Off balance sheet is a form of financing in which large capital expenditure are kept off
balance through different method. Most likely used to keep leverage ratios low. By
including the off-balance sheet investors can examine the true leverage ratio of banks. If
the off-balance sheet leverage ratio is higher than the normal one that could mean the
bank does a lot of financial commitment in the market.

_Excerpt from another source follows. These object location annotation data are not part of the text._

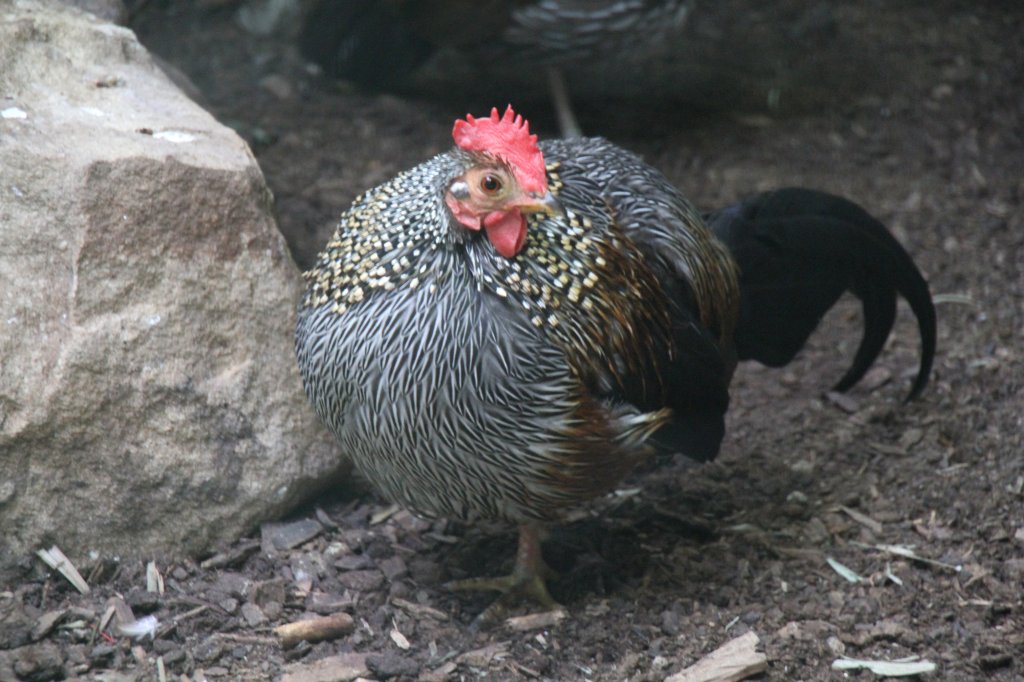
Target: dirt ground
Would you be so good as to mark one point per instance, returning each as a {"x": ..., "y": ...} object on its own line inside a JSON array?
[{"x": 682, "y": 558}]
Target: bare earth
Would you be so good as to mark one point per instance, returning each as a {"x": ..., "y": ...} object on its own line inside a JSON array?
[{"x": 682, "y": 558}]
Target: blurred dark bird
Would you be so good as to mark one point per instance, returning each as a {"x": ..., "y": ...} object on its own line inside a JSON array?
[
  {"x": 508, "y": 329},
  {"x": 604, "y": 44},
  {"x": 622, "y": 62}
]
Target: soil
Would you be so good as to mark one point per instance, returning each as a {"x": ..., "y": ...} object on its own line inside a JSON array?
[{"x": 681, "y": 558}]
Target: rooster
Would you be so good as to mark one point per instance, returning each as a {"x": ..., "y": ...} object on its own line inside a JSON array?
[{"x": 508, "y": 329}]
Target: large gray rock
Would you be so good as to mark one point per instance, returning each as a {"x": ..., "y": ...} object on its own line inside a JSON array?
[{"x": 150, "y": 401}]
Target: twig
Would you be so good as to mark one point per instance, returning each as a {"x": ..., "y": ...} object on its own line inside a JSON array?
[
  {"x": 863, "y": 519},
  {"x": 736, "y": 659},
  {"x": 55, "y": 559},
  {"x": 314, "y": 630}
]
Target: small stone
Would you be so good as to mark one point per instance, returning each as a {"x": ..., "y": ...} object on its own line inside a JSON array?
[
  {"x": 208, "y": 650},
  {"x": 327, "y": 603},
  {"x": 332, "y": 669},
  {"x": 836, "y": 645},
  {"x": 353, "y": 562},
  {"x": 280, "y": 537},
  {"x": 253, "y": 614},
  {"x": 278, "y": 85},
  {"x": 386, "y": 666},
  {"x": 143, "y": 602},
  {"x": 46, "y": 623},
  {"x": 231, "y": 584},
  {"x": 39, "y": 663},
  {"x": 393, "y": 567},
  {"x": 361, "y": 581}
]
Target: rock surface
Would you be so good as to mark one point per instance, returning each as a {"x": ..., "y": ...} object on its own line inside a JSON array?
[{"x": 150, "y": 403}]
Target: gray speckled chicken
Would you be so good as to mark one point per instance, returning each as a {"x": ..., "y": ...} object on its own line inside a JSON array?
[{"x": 506, "y": 330}]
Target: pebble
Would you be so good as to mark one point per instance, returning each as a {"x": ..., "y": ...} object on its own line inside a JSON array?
[
  {"x": 361, "y": 581},
  {"x": 39, "y": 663},
  {"x": 253, "y": 614},
  {"x": 280, "y": 537},
  {"x": 386, "y": 666}
]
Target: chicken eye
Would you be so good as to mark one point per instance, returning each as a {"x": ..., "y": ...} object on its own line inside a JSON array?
[{"x": 491, "y": 184}]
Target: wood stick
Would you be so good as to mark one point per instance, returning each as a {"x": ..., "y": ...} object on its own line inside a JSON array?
[
  {"x": 736, "y": 659},
  {"x": 314, "y": 630}
]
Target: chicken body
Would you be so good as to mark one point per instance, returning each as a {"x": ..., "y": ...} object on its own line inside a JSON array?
[
  {"x": 474, "y": 367},
  {"x": 464, "y": 383}
]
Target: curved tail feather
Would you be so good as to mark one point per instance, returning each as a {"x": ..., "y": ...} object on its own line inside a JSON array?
[{"x": 798, "y": 251}]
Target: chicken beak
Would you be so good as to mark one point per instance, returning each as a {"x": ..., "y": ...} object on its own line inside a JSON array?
[{"x": 546, "y": 204}]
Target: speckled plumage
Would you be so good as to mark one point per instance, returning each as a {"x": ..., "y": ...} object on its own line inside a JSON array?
[{"x": 464, "y": 383}]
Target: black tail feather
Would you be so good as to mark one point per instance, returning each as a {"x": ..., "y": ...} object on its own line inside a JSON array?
[{"x": 799, "y": 250}]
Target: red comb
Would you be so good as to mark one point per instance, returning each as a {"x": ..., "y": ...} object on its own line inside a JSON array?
[{"x": 508, "y": 138}]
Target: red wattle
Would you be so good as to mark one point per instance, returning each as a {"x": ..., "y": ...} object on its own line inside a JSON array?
[{"x": 507, "y": 230}]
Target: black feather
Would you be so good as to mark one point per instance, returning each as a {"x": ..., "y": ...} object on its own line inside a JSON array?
[{"x": 799, "y": 250}]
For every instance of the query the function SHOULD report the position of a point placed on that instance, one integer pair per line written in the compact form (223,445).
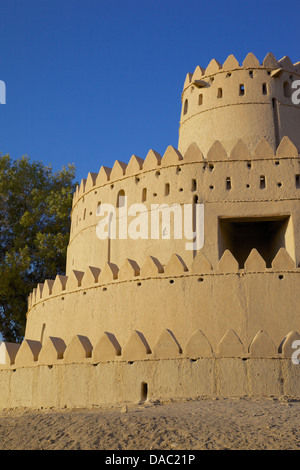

4. To limit counterparty credit risk banks are required to use historical data when estimating
correlation assumptions and volatility in internal risk measurement model. Basel III
requires banks to also include economic and market stress in the model. For a further
measure we also need a quantifying method such as a calculation of the expected loss
of the counterparty, for this we can use probabilities of default, exposure at default and
loss given default. Counterparty risk management policy can be implemented after
analyzing these results.

5. The liquidity framework aims to improve banks liquidity problems in the market. By
setting rules for the asset and liability sides of the bank balance sheet, regulations can
moderate liquidity risk. In Basel III, the 2 main liquidity ratios are liquidity coverage ratio
(LRC) and net stable funding ratio. The main use of liquidity ratios is to ensure banks
maintain a level of assets that can be converted to cash in a short amount of time.
6. Basel III will the restrictions and specificity to male the framework more difficult to
implement globally. Basel III can be an obstacle to some developing or emerging
countries. Developing economies will be affected by the liquidity coverage ratio, the
high-quality assets that can be converted to cash quickly are in short supply in these
countries. Counterparty risk will also be unfair to emerging countries given that
developed countries can control risk by hedging, but these alternatives are only available
in modern financial countries.

Emerging countries would have a hard time following the Basel III they will suffer a lot
because of little to no solutions to counterparty risk. Thus, domestic regulations to
supplement Basel III are a must to maintain a competitive ability.